Saturday 24 May 2014

Book Review - William Eggleston: For Now


Right now I am looking at the book in a purely visual way. The cover is particularly striking with no text it allows for the image alone to speak of the intimacy contained within with a photograph of his wife in bed. The yellow border matches the yellow colour theme in the image resulting in a beautifully flowing cover that emanates the vibrancy of the American culture and is a precursor to the style of work Eggleston produces in the book. The book is about A3 size square which really captures the details in the photographs.

“the flow of images, the torrential nature of his picture-making process, registers as a sprawling but precise visual diary, a record of things firmly seen or glimpsed and grabbed at, an inventory of experience.”

“the spaces between spaces, the mundane, the makeshift, all the fragmentary raw proofs of civilisation as a perishable human construction that, nevertheless, provides subject matter for vivid and vibrant photographs.”



“Eggleston claims that he takes only one picture of one thing”

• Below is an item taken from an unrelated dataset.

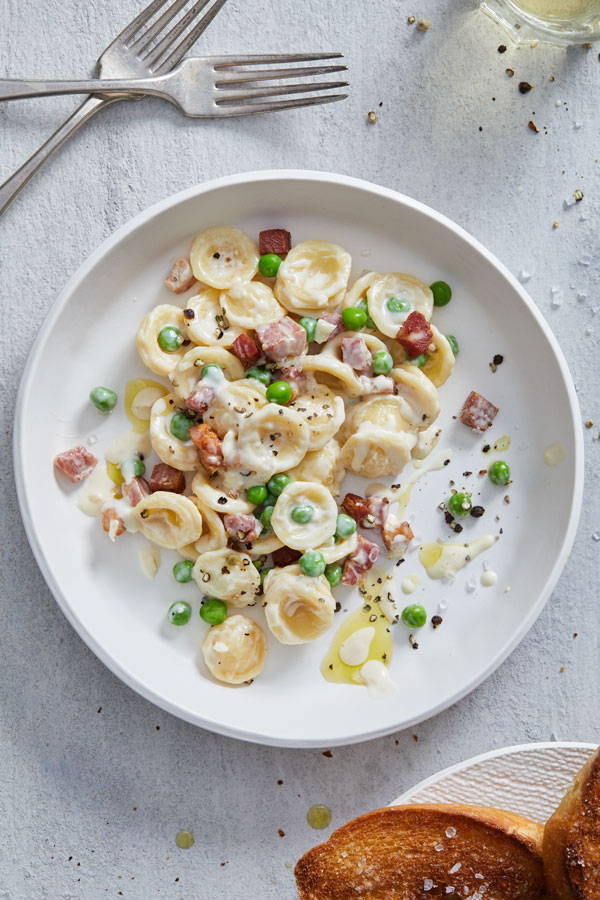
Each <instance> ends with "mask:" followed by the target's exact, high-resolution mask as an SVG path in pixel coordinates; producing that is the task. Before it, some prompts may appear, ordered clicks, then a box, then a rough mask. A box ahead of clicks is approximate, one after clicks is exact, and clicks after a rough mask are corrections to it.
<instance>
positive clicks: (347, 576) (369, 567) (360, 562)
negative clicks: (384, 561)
mask: <svg viewBox="0 0 600 900" xmlns="http://www.w3.org/2000/svg"><path fill="white" fill-rule="evenodd" d="M380 553H381V548H380V547H378V546H377V544H374V543H373V542H372V541H367V540H366V539H365V538H364V537H362V535H360V534H359V536H358V546H357V548H356V550H355V551H354V553H353V554H352V555H351V556H349V557H348V559H347V560H346V562H345V563H344V571H343V574H342V584H358V583H359V582H360V581H361V579H362V577H363V575H364V574H365V572H368V571H369V569H372V568H373V566H374V565H375V563H376V562H377V560H378V559H379V554H380Z"/></svg>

I like that this process allows for a vast abundance of images that all portray something different, not one is of the same scene. It adds to the spontaneous, fast nature of the images and the pure visual diary of Eggleston’s life. They reflect the human enterprise, the human condition is present in each photograph, he is present in each image, not physically but in an almost ethereal way. The portraits are what draw my attention most, they are raw and connective. The subjects often look directly at the camera and hold a strong emotion. The image above of the woman with her hand on her hip seems to say ‘what the hell are you doing taking a photo of me’ or as if the photographer is in some kind of trouble, a disapproving mother asking her teenage kid ‘what time do you call this then?!’. When you first open the book you are confronted by a photograph of a woman crying, all emotion laid bare in the way she looks at the camera, the dishevelled hair, the tired eyes, the tear stained cheek and the look of a woman just having to get on with it. The truth of the human condition.
The title page of the book continues the yellow colour that was present on the cover and thankfully all the text and essays are left at the end of the book which allows for you to delve straight into the photographs uninhibited by another’s view of what you are seeing.
The last few pages contain various essays by people who know Eggleston and his work on a more personal level alongside an interview with Eggleston himself . In this he speaks about the people in some of the photographs and enjoys the fact that all the photographs in the book are ones that have previously been unpublished. His archive contains over 35,000 images so I imagine there are many he can’t recall offhand. The book contains images personally picked out by the author and contain more portraits then previous Eggleston books and the personal connection to the subjects in the photographs to Eggleston make this book more like a family album than anything else. For me, Eggleston’s work speaks to me in its way of capturing moments that are as close to the truth as photography gets nowadays and his use of colour is beautifully, the way he spreads it out in his images rather than clumping it within one corner of the photograph.